Francis was laughing now, but laughter was such an effort that there came another shock, and he dropped deeper into the gulf that was enclosing him.

Where was this? Unknown, yet familiar, more the true abode of his spirit than he had ever known before; a place never visited, but from which intimations had come that were the most precious gifts of his life.

It must be—it was—the Realm of the Mothers. How lucky he was, at the last, to taste this transporting wine!

After that, nothing, for to any outward observer it would have seemed that Francis had stood on the threshold of death some time before, and now he had taken the last step.


SO YOU STOOD BY HIM to the end, brother, said the Lesser Zadkiel.

The end is not yet. Though he had sometimes defied me, I obey my orders still, said the Daimon Maimas.

Your orders were to make him a great, or at least a remarkable man?

Yes, and posthumously he will be seen as both great and remarkable. Oh, he was a great man, my Francis. He didn’t die stupid.

You had your work cut out for you.

It is always so. People are such muddlers and meddlers. Father Devlin and Aunt Mary-Ben with their drippings of holy water, and their single-barrelled compassion. Victoria Cameron with her terrible stoicism masked as religion. That Doctor with his shallow science. All ignorant people determined that their notions were absolutes.
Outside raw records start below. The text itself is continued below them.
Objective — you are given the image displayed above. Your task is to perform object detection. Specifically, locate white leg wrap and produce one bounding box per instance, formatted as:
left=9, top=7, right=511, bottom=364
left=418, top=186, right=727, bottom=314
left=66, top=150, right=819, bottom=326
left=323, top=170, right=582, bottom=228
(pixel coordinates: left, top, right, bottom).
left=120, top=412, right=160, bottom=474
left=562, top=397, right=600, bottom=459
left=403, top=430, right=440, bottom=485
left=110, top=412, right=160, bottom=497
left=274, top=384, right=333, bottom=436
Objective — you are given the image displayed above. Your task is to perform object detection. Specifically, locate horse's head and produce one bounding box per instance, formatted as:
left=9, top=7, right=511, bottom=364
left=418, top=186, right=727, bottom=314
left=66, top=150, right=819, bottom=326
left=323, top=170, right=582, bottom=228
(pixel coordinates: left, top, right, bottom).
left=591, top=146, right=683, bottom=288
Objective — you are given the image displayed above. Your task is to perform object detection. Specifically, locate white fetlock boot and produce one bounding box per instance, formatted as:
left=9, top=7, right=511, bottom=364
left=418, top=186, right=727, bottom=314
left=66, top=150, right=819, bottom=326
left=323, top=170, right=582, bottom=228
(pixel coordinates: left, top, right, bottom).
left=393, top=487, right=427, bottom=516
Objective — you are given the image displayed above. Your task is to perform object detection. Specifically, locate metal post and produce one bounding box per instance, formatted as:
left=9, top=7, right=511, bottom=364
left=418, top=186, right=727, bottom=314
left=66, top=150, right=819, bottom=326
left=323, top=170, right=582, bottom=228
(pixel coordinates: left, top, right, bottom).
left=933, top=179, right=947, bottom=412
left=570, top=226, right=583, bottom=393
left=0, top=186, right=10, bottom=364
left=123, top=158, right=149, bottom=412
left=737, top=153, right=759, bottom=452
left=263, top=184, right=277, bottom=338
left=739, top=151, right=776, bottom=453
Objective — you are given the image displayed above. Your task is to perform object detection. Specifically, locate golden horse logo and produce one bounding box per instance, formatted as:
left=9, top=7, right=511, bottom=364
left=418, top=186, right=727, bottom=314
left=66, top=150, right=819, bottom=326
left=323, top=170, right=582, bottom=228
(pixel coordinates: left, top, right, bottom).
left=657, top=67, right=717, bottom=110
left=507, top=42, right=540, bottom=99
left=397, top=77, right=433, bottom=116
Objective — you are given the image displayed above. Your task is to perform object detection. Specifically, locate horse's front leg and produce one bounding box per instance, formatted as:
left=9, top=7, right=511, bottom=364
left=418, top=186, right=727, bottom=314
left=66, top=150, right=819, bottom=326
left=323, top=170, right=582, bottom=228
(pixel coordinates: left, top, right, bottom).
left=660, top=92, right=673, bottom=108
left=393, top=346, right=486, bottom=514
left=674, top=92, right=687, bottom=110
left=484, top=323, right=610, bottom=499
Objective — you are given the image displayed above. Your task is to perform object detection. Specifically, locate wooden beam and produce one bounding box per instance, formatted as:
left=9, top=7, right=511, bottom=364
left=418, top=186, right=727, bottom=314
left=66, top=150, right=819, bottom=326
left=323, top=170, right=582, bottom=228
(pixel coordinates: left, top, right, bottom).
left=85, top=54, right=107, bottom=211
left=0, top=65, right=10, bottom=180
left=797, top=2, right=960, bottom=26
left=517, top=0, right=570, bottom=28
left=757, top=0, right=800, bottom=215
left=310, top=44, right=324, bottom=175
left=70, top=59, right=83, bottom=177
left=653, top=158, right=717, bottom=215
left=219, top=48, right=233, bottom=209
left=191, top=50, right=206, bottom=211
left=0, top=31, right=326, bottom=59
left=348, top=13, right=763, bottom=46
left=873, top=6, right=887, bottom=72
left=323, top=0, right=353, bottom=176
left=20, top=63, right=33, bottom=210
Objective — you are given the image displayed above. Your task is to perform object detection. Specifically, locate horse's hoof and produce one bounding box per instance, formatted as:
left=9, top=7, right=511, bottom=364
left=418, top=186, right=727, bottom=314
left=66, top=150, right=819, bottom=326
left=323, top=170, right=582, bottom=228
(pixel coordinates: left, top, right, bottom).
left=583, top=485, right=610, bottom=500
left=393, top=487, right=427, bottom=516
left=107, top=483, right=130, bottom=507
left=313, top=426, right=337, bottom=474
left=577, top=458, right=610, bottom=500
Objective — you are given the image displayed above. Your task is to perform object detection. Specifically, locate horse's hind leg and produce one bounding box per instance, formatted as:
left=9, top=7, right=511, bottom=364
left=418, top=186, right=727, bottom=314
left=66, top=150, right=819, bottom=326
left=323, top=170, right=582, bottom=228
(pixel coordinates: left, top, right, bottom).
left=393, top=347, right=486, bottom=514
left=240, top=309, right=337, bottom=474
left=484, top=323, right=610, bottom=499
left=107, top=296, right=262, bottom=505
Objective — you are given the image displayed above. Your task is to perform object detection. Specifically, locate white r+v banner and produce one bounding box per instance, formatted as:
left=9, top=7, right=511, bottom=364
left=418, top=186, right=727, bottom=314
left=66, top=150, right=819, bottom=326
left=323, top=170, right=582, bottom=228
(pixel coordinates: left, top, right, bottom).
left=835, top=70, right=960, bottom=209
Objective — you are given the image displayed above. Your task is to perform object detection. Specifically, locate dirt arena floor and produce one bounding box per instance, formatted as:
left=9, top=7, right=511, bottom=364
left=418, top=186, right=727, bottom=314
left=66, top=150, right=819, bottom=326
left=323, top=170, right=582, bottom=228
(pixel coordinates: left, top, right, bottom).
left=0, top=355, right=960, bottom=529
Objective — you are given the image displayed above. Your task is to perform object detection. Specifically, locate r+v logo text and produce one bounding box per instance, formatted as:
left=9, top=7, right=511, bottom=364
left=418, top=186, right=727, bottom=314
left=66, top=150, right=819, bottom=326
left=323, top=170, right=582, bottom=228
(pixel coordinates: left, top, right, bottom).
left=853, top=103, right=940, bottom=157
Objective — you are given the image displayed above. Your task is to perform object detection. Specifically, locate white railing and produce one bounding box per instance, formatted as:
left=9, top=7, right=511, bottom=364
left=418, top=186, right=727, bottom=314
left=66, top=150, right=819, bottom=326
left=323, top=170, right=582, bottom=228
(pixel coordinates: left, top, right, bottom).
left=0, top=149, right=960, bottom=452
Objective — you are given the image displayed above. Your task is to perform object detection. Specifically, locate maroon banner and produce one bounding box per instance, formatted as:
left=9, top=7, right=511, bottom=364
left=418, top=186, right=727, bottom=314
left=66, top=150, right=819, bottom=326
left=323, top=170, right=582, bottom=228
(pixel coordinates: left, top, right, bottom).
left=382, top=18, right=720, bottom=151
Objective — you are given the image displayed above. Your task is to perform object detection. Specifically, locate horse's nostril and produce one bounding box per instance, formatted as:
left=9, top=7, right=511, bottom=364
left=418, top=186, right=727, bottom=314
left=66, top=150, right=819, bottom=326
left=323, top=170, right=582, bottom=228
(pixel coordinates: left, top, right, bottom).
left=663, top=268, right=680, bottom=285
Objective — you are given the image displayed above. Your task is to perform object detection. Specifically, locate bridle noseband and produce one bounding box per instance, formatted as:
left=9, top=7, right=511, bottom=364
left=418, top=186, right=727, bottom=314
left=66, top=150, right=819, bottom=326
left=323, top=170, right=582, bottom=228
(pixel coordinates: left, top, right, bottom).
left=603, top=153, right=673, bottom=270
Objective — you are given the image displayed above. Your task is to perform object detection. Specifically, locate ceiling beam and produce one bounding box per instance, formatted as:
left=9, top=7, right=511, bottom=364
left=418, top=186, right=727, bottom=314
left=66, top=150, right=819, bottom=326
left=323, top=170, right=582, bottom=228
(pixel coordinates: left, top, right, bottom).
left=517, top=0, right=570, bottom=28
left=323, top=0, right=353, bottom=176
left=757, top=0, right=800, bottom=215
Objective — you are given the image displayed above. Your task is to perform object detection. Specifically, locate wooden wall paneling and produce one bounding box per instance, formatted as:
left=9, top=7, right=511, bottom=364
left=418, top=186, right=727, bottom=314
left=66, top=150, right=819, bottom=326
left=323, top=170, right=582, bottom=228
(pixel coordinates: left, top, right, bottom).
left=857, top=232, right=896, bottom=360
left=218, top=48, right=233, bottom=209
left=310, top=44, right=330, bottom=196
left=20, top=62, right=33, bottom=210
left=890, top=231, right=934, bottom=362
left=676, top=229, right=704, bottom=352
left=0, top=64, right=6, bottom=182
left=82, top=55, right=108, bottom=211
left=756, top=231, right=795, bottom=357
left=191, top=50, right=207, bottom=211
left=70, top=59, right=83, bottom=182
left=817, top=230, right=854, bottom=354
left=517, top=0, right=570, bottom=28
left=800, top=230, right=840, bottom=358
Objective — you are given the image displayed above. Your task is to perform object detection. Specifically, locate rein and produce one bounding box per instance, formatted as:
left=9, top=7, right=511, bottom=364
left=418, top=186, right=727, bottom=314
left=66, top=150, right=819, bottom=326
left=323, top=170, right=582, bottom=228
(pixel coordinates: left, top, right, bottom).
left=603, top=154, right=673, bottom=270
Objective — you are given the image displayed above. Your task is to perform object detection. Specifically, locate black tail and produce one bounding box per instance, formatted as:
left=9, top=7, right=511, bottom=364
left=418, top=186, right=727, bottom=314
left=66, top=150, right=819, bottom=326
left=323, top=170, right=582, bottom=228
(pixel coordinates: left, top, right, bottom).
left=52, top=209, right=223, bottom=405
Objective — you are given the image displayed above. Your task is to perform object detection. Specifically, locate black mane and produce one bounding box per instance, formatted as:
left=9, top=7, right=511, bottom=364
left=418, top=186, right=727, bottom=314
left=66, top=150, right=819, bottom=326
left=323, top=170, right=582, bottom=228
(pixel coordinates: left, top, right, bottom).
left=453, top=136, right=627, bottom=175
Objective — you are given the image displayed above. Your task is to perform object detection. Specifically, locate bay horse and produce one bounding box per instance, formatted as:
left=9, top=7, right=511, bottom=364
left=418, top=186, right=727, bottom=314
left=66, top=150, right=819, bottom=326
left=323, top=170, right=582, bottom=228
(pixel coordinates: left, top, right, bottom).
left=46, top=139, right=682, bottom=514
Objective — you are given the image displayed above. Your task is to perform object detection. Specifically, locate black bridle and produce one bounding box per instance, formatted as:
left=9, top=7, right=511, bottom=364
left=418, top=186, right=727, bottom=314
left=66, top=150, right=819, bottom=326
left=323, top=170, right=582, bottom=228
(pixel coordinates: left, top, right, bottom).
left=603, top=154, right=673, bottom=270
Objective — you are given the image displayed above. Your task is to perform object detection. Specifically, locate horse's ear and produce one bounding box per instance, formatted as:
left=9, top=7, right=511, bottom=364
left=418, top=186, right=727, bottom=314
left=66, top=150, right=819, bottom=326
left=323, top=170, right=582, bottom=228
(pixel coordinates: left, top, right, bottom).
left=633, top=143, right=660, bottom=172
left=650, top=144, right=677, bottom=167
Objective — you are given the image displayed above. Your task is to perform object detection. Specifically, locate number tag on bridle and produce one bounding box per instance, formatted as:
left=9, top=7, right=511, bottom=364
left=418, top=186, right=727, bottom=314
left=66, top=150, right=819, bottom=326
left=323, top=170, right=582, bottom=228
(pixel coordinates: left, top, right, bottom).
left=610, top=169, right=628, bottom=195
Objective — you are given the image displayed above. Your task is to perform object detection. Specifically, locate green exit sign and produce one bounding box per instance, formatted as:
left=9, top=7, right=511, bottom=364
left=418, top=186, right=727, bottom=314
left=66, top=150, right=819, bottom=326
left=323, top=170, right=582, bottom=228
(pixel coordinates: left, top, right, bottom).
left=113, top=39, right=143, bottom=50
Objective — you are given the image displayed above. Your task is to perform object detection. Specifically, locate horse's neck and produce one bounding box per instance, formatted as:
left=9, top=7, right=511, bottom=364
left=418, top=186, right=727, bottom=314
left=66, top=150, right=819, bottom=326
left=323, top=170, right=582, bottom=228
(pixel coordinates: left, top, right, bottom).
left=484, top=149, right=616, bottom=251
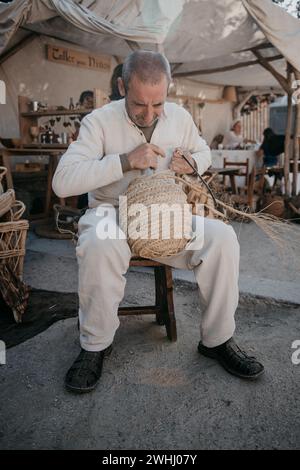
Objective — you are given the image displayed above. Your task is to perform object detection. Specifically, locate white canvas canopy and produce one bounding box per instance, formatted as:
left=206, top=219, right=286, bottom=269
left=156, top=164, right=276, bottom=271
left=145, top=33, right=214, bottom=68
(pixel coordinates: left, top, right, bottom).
left=0, top=0, right=300, bottom=87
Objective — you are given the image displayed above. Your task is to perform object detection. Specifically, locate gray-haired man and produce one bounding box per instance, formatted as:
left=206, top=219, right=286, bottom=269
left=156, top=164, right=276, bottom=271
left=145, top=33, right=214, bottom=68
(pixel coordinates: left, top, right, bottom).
left=53, top=51, right=264, bottom=393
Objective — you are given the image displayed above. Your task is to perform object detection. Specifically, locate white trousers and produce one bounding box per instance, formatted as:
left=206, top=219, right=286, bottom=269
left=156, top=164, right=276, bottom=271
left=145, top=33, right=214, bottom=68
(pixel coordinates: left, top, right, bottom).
left=76, top=209, right=240, bottom=351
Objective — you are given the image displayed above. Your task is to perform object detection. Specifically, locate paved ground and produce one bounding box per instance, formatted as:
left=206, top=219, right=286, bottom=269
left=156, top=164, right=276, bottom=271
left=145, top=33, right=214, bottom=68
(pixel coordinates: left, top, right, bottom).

Yet I suppose you would say they were bred in the bone.

They! How can you talk so, brother? Of course, we know that it is all metaphor, you and I. Indeed, we are metaphors ourselves. But the metaphors that shaped the life of Francis Cornish were Saturn, the resolute, and Mercury, the maker, the humorist, the trickster. It was my task to see that these, the Great Ones, were bred in the bone, and came out in the flesh. And my task is not yet finished.


“I’VE BEEN thinking.”

Arthur had returned from his two-day absence, and, having eaten grapefruit, porridge with cream, and bacon and eggs, had now moved into the coda of his usual breakfast and was busy with toast and marmalade.

“I’m not at all surprised. You think quite often. What now?” said Maria.

“That life of Uncle Frank. I was wrong. We’d better tell Simon to go ahead.”

“No more worry about possible scandal?”

“No. Suppose a few drawings turn up at the National Gallery that look like Old Masters but are really by Uncle Frank? That doesn’t make him a faker. He was an art student once, in the days when a lot of them copied Old Master drawings and even drew that way themselves, just to find out how it was done. Not faking at all. The Gallery people will spot them at once, though of course Darcourt mightn’t. Nothing will come of it, you mark my words. Simon’s a literary type, not an art critic. So let’s give him the go-ahead, and get on with the real work of the Foundation. We ought to get some applications soon from needy geniuses.”

“I have a few on my desk already.”

“You call Simon, darling, and tell him I’m sorry I was arbitrary. Could he come in tonight? We could look at your letters and get on with the real job. Being patrons.”

“The modern Medici?”

“No immodesty, please. But it should be sport.”

“Blow your whistle, Arthur, and let the sport begin.”